In this issue, Captain America finally starts to get some answers to his quest, begun in issue #215, into his forgotten life before Project Rebirth… but those answers will sound strange, and for good reason. We also get some flattering exposition, and sound introspection on Cap’s part, while he struggles against the villainous Corporation, acting in very mysterious ways…
…such as hurling purple German automobiles at him in his apartment, as we see in the opening splash page below.
While he’s dodging the Volkswagen, the exposition highlights his constant state of preparedness, which has served him well through his long and storied career (and eventful personal life).
Cap doesn’t get enough credit for his early reservations about driverless cars!
As far as one’s “intellect disengaging” when performing expert physical tasks is concerned, see this piece by my colleague Barbara Montero (based on her book, Thought in Action).
Below, writer Steve Gerber shows his roots in advertising (previously seen in issue #157), while Cap shows that his legendary humility is limited by reality.
As Cap watches the Bug plummet to its doom (or BA-DOOM), he not only reflects on the way he thinks about himself, but he also reflects on the fact that he reflects on it.
Cap is shocked out of his multi-level introspection by the Old Woman in the Window, to whom he is unfailingly polite…
…unaware that the woman is actually Veda, the woman he met in issue #217 who claims to be the daughter of one of the government agents involved with Project Rebirth, while she is also secretly an agent for the Corporation.
When he gets back to his apartment and inspects the damage, he resumes his reflection on his missing memories and how little he actually knows about Steve Rogers separate from Captain America.

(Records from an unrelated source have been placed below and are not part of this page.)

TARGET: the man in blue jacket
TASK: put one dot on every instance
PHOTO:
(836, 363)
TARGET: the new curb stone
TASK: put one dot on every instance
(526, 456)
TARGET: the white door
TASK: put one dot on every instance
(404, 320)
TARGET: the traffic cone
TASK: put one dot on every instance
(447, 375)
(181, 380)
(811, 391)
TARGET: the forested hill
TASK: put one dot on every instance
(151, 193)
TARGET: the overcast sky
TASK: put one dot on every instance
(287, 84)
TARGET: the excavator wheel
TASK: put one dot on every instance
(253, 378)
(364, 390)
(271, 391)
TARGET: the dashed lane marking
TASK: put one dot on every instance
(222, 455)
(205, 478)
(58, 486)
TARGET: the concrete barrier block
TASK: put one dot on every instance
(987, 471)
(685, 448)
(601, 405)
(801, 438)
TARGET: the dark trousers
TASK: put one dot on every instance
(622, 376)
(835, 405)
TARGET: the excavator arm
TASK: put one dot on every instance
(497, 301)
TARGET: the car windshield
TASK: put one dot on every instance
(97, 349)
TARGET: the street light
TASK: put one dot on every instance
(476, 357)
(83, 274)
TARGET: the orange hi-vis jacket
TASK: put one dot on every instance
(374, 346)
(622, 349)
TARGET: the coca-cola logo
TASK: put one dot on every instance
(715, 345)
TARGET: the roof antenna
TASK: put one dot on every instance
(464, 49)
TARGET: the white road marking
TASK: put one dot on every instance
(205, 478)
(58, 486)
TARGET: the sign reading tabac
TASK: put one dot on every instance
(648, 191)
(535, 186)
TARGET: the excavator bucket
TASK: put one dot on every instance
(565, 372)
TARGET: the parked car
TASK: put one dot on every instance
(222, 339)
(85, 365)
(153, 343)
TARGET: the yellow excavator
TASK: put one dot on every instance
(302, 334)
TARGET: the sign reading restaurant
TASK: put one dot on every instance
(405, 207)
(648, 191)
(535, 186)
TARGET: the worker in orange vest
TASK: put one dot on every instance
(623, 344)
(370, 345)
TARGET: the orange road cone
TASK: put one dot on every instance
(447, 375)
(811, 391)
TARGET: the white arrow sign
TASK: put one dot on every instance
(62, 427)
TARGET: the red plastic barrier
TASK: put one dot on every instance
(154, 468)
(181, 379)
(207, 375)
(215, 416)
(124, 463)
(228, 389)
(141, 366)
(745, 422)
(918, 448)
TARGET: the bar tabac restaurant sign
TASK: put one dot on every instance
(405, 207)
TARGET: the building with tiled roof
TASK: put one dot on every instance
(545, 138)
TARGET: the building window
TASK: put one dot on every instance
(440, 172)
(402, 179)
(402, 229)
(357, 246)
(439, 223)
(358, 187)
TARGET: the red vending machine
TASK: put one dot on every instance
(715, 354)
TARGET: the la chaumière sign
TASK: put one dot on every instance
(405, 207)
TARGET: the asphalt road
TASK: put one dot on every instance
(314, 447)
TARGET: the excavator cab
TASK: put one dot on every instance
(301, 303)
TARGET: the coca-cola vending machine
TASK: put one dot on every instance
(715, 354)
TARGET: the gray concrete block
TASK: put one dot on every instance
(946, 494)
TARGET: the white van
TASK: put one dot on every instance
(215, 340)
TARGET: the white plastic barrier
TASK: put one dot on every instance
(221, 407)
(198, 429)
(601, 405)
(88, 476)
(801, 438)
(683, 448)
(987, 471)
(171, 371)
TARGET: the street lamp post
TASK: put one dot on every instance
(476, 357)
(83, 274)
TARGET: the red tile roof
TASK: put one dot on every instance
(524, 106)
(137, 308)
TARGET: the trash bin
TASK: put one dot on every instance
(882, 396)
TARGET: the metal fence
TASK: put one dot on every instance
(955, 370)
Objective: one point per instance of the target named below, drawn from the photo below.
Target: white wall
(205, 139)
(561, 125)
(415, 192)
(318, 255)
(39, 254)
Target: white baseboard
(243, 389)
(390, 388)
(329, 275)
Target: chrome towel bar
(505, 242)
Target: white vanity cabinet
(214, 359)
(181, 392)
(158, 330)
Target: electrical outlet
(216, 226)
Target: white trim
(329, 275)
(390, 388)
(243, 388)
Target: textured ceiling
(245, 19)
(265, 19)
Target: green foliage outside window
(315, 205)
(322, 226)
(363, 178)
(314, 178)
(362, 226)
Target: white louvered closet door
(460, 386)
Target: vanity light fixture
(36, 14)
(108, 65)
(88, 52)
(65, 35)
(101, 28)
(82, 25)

All of this seems a little exaggerated to me, as if he never took off his costume since 1941. It’s one thing to have him be ignorant of his life before then, but here it seems like he’s lost all memories of civilian life, of which he has had some experience since being defrosted, as seen in earlier posts at this very blog.
Cap travels to Washington, DC, to access his military records at the Pentagon (made easier by his Avengers and S.H.I.E.L.D. credentials, natch).
Already we’re getting some information that sounds odd to those familiar with later Cap lore, including a middle name and a diplomat father, neither of which are canon (and will be explained away later). But even stranger is his stated induction date of December 15, 1941, which corresponds to the details of his past life that we’ll learn about in an upcoming issue, but not to common sense: Cap’s first appearance was in an issue cover-dated March 1941, which included his time as Private Steve Rogers. So why did he buy that he was inducted after Pearl Harbor, which has to conflict with his memories of being Cao (not in question), and only makes sense given the “history” he learn later?
It seems we’re not the only ones with doubts, as Cap investigates this past more (though not his memory of dates).
Cap visits the local newspaper to get more details on the local Rogers family.
Walter, Elizabeth, and Mike… boyhood in Maryland… none of this is canon as we know it now. I point this out for several reasons: First, these details will all be revealed to be false in a couple years’ time (issue #247, to be exact), and second, I don’t think any of these life details are important to the larger “who is Steve Rogers” storyline, so there’s little value in taking them to be true even for the time being.
As he did in issue #181, Cap seeks solace at the foot of an idol (speaking both figuratively and literally), no more fulfilled for having learned some “facts” about himself, and acknowledges (not for the first time) his status as a national symbol.
And then the symbolism gets pushed to 11.
Again, Cap shows himself to be very self-aware, realizing that this is just a statue animated for some nefarious purpose while acknowledging that he is not immune to its symbolic effects.
Eventually he is overcome by both the statue and the connected realization about the new information about his background.
And then our story takes an even stranger turn… and that’s saying a lot, considering we began with a rogue Volkswagen and just finished with an animated statue of Abraham Lincoln.
Where is all this going, you ask? Find out in the next issue and post.
Captain America (vol. 1) #222, June 1978: Steve Gerber (writer), Sal Buscema (pencils), John Tartaglione and Mike Esposito (inks), George Roussos (colors), Gaspar Saladino and Annette Kawecki (letters). (More details at Marvel Database.)
Not yet collected in color (until Marvel Masterworks: Captain America Volume Twelve is released, that is), but it is collected in black-and-white in Essential Captain America Volume 6.
PREVIOUS ISSUES: Captain America #219-221 (March-May 1978)
ALSO THIS MONTH: Avengers #172 and Invaders #29 (June 1978)
NEXT ISSUES: Captain America #223-224 and Marvel Team-Up #71 (July-August 1978)
Steve Gerber was an incredible writer. I just don’t think he was such a good fit for Captain America. I really don’t know of any fans of the character who have anything real positive to say about this period of the series.
That said, Cap vs the VW Bug is so ridiculous that it’s actually entertaining. It also reminds me of the animated segment from Monty Python’s Flying Circus featuring the Killer Cars.
Yes, it’s hard to see what he’s trying to do — and it’s definitely over the top in that sense (VW and such).